The opposition and action of residents worked.

In an August email, shared by St. Louis Public Radio, the developers of Project Cumulus told the city of St. Charles that they withdrew their request for a parole permit. They said they would join the community’s comments and prepare a revised proposal.

A few days later, the city promulgated its one -year moratorium on the construction of new data centers.

According to St. Louis Public Radio, the company behind Project Cumulus seems to be Google, but that has not yet been confirmed. On the other side of the state, Google builds a $ 1 billion data center in Kansas City, Missouri.

Google did not immediately respond to CNET’s request for comments.

A break on data centers, not a ban

A silhouette of a person walking between two imminent walls of servers in a data center

It is a server room in a data center belonging to Facebook operations in Meta in Lulea, Sweden.
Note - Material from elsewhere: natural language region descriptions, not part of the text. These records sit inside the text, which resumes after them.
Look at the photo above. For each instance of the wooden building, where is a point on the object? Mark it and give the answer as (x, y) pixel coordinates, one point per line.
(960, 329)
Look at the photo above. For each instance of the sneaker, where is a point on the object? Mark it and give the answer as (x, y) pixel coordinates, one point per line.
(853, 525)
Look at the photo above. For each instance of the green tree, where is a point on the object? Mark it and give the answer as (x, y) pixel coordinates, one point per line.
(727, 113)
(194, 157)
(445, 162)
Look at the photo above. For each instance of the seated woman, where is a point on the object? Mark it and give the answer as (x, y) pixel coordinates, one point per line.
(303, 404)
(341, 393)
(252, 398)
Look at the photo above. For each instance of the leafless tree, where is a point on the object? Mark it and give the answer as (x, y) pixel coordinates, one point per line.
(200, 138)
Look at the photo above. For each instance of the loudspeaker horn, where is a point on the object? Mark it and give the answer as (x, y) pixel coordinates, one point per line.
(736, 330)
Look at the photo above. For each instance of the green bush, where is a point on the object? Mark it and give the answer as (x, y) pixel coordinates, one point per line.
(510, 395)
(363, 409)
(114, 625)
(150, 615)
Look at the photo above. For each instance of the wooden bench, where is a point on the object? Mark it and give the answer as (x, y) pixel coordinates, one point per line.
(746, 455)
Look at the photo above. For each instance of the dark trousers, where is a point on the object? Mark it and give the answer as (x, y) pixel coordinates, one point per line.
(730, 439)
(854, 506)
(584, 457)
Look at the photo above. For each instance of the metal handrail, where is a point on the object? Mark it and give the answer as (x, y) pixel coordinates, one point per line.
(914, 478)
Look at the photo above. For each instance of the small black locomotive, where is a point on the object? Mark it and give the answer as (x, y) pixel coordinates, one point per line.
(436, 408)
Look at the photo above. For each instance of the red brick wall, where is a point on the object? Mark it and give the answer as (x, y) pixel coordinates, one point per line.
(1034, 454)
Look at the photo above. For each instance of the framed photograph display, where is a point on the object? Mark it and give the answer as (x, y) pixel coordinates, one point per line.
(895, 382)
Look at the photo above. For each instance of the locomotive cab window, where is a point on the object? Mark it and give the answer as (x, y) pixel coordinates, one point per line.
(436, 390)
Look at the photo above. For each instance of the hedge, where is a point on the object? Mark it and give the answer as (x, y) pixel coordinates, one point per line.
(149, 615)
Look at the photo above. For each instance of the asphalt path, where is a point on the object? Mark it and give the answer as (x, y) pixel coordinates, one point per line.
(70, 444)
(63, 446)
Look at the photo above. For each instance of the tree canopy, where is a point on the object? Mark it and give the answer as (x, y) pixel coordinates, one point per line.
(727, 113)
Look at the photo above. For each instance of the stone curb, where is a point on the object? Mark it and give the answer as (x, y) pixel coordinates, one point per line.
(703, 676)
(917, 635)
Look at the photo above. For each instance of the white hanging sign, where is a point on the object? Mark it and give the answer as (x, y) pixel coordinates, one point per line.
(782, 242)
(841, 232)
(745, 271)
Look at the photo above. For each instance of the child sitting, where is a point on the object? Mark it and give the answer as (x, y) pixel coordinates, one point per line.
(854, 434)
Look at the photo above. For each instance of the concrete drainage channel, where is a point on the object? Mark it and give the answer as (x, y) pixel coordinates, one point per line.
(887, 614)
Jonathan Naakstrand / AFP via Getty Images

In Saint-Louis, Mayor Cara Spencer supports new construction permits for data centers while the City develops new regulations rather than fully prohibiting the construction of the data center.

“Although I have concerns about the effects of environmental data centers, public services prices, dynamism and urban life,” said Spencer in a press release at CNET, “I also recognize their importance for the main Saint-Louis industries, including biotechnology, geospatial fields, agtech and health cards, and my office is in close collaboration.

Currently, Missouri has nearly 50 active data centers with the majority located in Kansas City and St. Louis.